Clients disagree on what to do with duplicate keyids

[jku]

We should test role keyids where two ids in the list are the same.

Unfortunately the embedded clients disagree on what to do currently:
#108

• python-tuf fails to deserialize delegating metadata because there are duplicate keyids
• go-tuf accepts the delegating metadata, and the delegated roles metadata (as long as threshold is reached)

Either decision seems fairly reasonable but it would be even better if they were consistent.

We should decide what to do here

• double check the spec: my read on it is that spec does not explicitly require keyids to be unique but the assumption is sort of there
• maybe file a spec issue?
• we could also accept either choice in the test suite -- and only fail the test if duplicate keyids are accepted and they can fool the threshold check (EDIT this is done in test_duplicate_keys_root())

[jku]

@rdimitrov @lukpueh any strong feelings here?

[lukpueh]

We should decide what to do here

• double check the spec: my read on it is that spec does not explicitly require keyids to be unique but the assumption is sort of there

Hm, a very vague assumption maybe. The closest thing might be this requirement, but I think it can still be fulfilled with duplicate keyids.

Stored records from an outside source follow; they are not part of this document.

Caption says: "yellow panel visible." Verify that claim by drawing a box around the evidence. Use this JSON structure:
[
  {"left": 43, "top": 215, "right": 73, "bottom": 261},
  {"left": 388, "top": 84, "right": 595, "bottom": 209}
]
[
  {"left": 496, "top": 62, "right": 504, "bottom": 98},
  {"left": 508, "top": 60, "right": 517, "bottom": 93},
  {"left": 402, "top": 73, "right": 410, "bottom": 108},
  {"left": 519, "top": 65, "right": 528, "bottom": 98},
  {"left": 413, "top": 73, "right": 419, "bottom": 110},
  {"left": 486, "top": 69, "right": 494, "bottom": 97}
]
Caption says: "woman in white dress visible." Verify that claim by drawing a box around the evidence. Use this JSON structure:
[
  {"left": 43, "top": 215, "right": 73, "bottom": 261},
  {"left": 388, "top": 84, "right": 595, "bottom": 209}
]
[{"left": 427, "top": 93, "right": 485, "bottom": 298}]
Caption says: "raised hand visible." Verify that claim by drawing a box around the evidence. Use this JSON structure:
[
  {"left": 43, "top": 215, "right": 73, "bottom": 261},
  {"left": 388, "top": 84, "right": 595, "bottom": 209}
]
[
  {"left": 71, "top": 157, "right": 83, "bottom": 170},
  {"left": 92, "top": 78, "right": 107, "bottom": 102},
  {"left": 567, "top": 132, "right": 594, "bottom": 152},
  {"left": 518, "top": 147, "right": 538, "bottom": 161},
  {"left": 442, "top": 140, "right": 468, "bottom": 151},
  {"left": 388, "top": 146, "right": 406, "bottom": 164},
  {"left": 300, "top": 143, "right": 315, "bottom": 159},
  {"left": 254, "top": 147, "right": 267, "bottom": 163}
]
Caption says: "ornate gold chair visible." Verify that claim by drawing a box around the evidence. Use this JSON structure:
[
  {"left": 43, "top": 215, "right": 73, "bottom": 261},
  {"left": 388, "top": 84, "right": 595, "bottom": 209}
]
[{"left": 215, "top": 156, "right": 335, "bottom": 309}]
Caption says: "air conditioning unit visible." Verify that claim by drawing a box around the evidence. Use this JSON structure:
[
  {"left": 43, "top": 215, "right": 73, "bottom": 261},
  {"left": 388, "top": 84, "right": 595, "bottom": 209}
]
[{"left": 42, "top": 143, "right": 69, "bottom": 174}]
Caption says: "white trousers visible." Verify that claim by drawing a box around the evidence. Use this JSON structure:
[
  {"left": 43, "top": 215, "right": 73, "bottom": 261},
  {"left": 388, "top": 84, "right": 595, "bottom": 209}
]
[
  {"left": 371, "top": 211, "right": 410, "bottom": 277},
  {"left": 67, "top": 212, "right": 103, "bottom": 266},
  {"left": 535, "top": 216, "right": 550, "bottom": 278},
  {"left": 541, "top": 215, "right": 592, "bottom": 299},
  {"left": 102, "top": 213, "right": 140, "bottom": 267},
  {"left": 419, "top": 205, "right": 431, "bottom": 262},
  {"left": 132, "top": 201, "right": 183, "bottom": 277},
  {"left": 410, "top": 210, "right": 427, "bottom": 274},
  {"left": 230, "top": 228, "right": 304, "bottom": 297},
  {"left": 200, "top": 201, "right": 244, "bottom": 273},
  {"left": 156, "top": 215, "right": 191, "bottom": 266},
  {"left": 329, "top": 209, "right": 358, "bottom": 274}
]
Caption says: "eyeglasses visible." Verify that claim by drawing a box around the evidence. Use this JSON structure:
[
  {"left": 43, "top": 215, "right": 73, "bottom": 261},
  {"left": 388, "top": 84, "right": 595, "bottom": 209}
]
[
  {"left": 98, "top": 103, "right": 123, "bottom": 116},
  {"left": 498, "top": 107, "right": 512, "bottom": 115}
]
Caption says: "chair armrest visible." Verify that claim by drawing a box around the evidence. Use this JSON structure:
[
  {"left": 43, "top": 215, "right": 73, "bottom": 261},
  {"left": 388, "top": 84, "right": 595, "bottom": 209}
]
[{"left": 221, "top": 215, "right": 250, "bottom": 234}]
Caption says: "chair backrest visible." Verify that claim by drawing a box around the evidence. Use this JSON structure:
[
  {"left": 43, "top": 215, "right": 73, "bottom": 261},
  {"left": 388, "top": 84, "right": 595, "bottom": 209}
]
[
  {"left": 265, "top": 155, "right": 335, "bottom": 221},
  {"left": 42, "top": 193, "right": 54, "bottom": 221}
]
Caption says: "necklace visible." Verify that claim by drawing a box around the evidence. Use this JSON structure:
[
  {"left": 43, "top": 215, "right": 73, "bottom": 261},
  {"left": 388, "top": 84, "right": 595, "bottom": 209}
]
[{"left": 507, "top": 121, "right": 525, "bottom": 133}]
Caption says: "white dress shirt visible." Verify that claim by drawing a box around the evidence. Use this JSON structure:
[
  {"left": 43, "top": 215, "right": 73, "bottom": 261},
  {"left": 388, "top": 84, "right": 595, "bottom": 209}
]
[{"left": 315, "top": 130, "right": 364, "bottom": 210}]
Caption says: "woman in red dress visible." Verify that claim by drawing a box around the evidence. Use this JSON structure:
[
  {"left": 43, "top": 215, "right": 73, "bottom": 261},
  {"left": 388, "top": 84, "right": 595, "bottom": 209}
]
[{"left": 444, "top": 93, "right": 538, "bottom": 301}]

Clients MUST ensure that for any KEYID represented in this key list and in other files,
inly one unique key has that KEYID. 

There are a few (albeit ambiguous -- see theupdateframework/specification#308) notes about keyid uniqueness in the context of threshold computation, but they don't cover the keyid list either.

• maybe file a spec issue?

Sounds good. Even if we don't make unique keyids a requirement, we could at least point out the risk of duplicate keyids

• we could also accept either choice in the test suite -- and only fail the test if duplicate keyids are accepted and they can fool the threshold check (EDIT this is done in test_duplicate_keys_root())

Great idea. The threshold check is what we care about.